Malheureusement une australienne passant par là en 1971, l'examine à son tour et, péremptoire, l'attribue à Giovanni Buso ****, dit le Cariani, un peintre maniériste italien actif au début du XVIème siècle à Venise et à Bergame. Une étude attentive des autres portraits connus du Cariani, montre des visages assez doux, sans grand caractère, exécutés avec une aisance certaines mais avec un pinceau nettement plus "mou" que celui du Titien. Et souvent, en arrière-plan, des paysages, ou, avec le personnage lui-même des accessoires qui montrent un goût certain pour l'anecdote. Rien de Tizianesque donc. Ce sont sans doute des arguments de ce type qui ont été mis en avant par ceux qui, en 1975, ont définitivement récusé l'attribution au Cariani pour l'homme aux gants d'Ajaccio. Qu'importe, le mal, de nouveau, était fait et le doute est de retour en ce qui concerne l'attribution au grand maître vénitien.
C'est le nouveau directeur du musée Fesh qui, avec une grande ardeur et plus de moyens sans doute, a repris le flambeau. Le problème de toutes les discussions précédentes est que, la plupart des critiques ayant émis de doctes avis, n'avaient tout simplement pas vu l'oeuvre de près : elle était d'abord dans les réserves du Louvre, donc pas très accessible, puis, en 1956, elle fut attribuée au musée d'Ajaccio, et peu nombreux furent ceux qui firent le déplacement pour aller la contempler de visu. On entreprit donc une étude détaillée et approfondie de la toile, d'abord en lui tournant autour, Pierre Rosemberg fut convié à venir l'examiner de près, s'enthousiasma et, surtout, on procéda à de nombreuses études scientifiques et mises en comparaison avec des Titien, pour étudier, enfin, sérieusement ce tableau.
La toile a été conduite au Centre de Recherche et de Restauration des Musées Nationaux  (C2RMN). Des radiographies, rayons X, infrarouges, ultraviolets ... ont permis de l'examiner à fond, en particulier de faire apparaître que l'accusation de repeint presque intégral du visage, interdisant toute attribution au Titien, était totalement infondée. Seules quelques retouches se lisent de-ci de là, et la peinture est presque entièrement d'origine. La découverte de quelques repeints, dans le volume de la chevelure, initialement plus important, et sur l'ampleur du décolleté, réduit par le peintre au cours de la conception du sujet, montre s'il en était besoin, que nous ne sommes pas en présence d'une copie mais bien d'une oeuvre entièrement autographe.

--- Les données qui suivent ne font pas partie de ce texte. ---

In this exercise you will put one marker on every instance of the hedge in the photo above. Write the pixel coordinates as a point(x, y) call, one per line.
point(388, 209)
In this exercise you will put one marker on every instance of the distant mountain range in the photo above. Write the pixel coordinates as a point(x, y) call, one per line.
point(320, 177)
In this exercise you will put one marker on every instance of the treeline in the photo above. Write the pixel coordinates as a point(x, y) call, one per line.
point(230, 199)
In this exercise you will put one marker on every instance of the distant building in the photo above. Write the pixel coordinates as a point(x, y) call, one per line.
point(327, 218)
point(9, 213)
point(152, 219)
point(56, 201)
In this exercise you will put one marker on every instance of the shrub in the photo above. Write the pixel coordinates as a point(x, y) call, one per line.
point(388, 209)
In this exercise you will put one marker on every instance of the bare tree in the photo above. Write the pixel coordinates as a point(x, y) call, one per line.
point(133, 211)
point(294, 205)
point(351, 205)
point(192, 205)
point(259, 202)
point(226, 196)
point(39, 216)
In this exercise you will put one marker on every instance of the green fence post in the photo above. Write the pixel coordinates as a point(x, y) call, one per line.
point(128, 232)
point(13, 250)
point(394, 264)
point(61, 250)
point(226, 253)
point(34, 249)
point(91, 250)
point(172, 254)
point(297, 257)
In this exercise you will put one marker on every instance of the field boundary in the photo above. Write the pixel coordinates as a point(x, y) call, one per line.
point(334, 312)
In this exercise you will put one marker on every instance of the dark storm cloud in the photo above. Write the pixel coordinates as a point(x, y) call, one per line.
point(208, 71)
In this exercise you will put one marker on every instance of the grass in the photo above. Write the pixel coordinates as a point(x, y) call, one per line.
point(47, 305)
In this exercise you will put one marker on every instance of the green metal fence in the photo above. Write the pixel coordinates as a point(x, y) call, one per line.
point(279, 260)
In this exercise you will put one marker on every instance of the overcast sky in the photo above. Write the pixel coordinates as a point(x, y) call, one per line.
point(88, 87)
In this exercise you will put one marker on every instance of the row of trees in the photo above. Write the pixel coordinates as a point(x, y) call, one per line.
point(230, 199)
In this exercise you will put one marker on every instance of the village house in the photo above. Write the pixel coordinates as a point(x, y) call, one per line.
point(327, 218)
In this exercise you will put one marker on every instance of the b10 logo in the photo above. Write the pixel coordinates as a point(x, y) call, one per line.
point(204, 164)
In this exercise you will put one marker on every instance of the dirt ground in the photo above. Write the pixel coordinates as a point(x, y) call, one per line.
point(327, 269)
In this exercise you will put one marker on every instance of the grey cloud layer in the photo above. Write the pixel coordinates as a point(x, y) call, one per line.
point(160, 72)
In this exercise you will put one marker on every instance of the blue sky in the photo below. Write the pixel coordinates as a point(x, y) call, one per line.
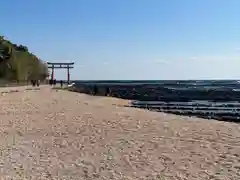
point(130, 39)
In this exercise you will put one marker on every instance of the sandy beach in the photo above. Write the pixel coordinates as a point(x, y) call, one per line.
point(56, 134)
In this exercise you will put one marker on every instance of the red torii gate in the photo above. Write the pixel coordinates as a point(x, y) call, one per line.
point(67, 66)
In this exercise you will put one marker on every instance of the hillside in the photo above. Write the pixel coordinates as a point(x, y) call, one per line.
point(18, 64)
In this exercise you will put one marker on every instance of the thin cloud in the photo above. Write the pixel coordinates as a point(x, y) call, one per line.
point(162, 61)
point(105, 63)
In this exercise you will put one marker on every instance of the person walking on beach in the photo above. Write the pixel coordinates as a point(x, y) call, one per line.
point(95, 90)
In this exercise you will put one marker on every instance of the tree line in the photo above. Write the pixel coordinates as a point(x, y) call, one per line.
point(18, 64)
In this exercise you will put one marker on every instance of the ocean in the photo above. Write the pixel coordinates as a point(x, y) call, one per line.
point(209, 99)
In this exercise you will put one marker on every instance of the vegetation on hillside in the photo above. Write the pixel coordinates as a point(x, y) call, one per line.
point(18, 64)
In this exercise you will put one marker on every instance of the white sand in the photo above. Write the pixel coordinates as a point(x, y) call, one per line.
point(51, 134)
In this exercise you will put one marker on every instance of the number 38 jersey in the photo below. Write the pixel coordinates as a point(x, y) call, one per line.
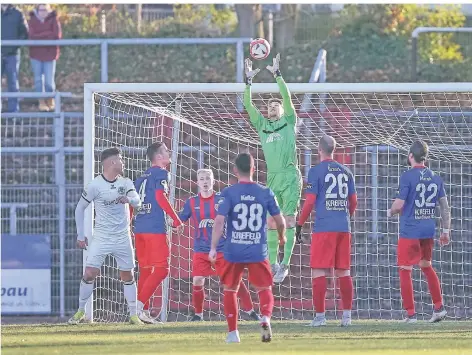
point(245, 206)
point(332, 183)
point(150, 217)
point(421, 190)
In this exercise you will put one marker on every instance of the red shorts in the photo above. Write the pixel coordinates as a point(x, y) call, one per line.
point(411, 251)
point(202, 266)
point(152, 249)
point(331, 250)
point(259, 274)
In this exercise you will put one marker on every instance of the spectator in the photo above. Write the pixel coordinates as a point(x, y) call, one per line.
point(14, 27)
point(44, 25)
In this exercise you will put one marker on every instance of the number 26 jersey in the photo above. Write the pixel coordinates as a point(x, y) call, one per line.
point(245, 206)
point(421, 190)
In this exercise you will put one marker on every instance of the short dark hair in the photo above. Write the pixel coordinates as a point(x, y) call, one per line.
point(109, 152)
point(420, 151)
point(153, 149)
point(327, 144)
point(244, 162)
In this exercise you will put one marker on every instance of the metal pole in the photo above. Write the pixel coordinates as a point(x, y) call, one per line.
point(59, 158)
point(173, 172)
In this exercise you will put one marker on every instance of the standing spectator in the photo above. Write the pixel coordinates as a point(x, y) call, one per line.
point(44, 25)
point(14, 27)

Surtout, à l'occasion de la restauration menée en 2010 après l'analyse par le C2RMF, on a trouvé, en haut à gauche, sous la traverse du châssis l'inscription « h.quin » Pour le restaurateur, Jean-Pascal Viala, cette mention n'a rien de mystérieux : c'est ainsi que signait un de ses illustres prédécesseurs, un bon rentoileur de la fin du XVIIIe siècle nommé François-Toussaint Hacquin. Et, chance, ce dernier a écrit un mémoire dans lequel il décrit précisément l'Homme aux gants d'Ajaccio. Cette archive fort à propos permet de remonter à l'origine du tableau, puisqu'y sont listés toutes les restaurations antérieures, les dimensions et les matériaux employés. La preuve est d'autant plus précieuse que les portraits d'inconnus surnommés par l'usage avec des termes aussi vagues que celui d'«homme au gant» sont légion. Par ailleurs, Titien, dans sa jeunesse - rappelons que la toile est de 1515 -, ne signa vraiment qu'une fois (le portrait du Louvre). Parfois il apposait de simples initiales et la plupart du temps rien du tout. Dès lors, l'attribution ne semble plus remise en question.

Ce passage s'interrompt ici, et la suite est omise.